Apart from changing 'rhythm' to 'momentum', I pretty much agree with everything you suggest.
Cool!

Hmmmm, I wonder what Sergey would say.......
I can tell you this, I spoke to him a week or so ago and he was talking about when he went 5-0 down to the Ironmen at the last PSP, he said, 'Pete, when we got 5 behind, I went away and analyzed the data, when i returned, there was no way we could lose if everybody followed my plan, it was impossible for them (Ironmen) to win once I had worked out what was going on'.

Now Sergey isn't arrogant in any way, shape or form but he is supremely confident in his own ability...and when he told me this, it impressed the sh!t outa me I can tell ya.
He then asked me to accompany him to the next PSP event (or maybe even World Cup if I go) to stay with him throughout all their games and witness what he does as the games unfold.
It could well be a unique opportunity to witness and report upon one of our sport's greatest minds, anyway, enough about me, i might report on Sergey's mind too :)

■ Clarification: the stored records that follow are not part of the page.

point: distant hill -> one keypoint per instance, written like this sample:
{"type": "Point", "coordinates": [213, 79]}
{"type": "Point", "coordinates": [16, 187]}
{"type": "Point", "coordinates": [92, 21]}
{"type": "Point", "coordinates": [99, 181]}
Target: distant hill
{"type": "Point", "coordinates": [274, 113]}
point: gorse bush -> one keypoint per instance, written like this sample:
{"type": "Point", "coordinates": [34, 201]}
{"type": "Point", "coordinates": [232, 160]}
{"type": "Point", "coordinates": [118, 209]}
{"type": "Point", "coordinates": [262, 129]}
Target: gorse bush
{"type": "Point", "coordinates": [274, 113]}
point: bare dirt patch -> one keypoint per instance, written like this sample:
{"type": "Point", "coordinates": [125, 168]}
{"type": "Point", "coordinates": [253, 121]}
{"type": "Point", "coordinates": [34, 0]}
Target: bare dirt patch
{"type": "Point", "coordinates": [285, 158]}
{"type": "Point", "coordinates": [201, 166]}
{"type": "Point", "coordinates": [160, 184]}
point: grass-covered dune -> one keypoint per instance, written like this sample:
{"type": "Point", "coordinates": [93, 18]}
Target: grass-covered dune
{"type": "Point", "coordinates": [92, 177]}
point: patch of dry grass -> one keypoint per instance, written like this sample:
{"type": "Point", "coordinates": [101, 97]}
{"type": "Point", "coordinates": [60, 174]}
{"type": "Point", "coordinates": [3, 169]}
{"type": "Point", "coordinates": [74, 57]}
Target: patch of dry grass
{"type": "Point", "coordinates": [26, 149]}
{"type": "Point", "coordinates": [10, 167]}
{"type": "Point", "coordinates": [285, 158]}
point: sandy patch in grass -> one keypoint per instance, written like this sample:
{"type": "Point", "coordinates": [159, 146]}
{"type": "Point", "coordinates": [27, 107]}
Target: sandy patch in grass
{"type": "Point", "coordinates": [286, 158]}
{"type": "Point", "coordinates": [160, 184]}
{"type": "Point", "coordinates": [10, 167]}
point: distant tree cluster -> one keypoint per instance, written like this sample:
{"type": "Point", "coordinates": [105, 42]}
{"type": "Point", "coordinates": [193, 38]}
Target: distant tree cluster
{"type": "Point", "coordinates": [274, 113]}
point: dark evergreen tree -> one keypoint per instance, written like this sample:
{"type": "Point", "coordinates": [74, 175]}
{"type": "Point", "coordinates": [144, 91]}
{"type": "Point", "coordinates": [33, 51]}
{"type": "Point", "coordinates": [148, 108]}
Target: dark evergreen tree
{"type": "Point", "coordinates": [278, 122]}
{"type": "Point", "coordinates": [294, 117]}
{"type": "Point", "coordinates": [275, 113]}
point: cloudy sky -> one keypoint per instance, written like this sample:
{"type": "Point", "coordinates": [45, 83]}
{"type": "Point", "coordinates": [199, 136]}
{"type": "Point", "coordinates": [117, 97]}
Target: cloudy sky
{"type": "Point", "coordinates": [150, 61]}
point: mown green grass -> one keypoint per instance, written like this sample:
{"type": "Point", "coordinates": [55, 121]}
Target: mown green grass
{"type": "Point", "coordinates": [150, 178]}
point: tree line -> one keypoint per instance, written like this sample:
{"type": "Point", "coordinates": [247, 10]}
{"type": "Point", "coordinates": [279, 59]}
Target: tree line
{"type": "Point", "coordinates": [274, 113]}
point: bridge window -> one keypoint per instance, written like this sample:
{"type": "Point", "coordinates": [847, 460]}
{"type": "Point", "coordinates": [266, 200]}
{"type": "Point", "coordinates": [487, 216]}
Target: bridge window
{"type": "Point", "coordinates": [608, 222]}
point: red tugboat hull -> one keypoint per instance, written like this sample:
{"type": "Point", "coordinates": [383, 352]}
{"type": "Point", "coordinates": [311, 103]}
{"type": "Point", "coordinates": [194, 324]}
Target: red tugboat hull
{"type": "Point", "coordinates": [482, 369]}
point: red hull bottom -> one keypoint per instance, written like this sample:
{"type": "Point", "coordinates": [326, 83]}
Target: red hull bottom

I'm tempted to take him up on his offer if only to see what the hell he does and then report back via the pages of PGi or on here.
 

Baca Loco

Ex-Fun Police
Apart from changing 'rhythm' to 'momentum', I pretty much agree with everything you suggest.
Cool!

I'm tempted to take him up on his offer if only to see what the hell he does and then report back via the pages of PGi or on here.
Maybe it's purely semantics but I tend to think of momentum as a wave of confidence bordering on certainty within the team they can do no wrong and consequently play that way and it is a self-fulfilling state of mind as is the emotional flip-side of being on the reverse end of the momentum scale.
Whereas rhythm (I can never spell that one properly, thanks ;)) means to me both a pace of play and a compatibility among the line's players. For example, one of the breakdown's Image had in Tampa--in my estimation--is that the current squad isn't fully equipped to play to Chris's style or rhythm. He acts and expects the rest of the team to be on his page or able to read along with him and act in concert with what he does. They aren't there yet and it tells in their results despite the fact the have some great players.

Would love to see the result of your time with Sergey and would be nice to have you over for Cup.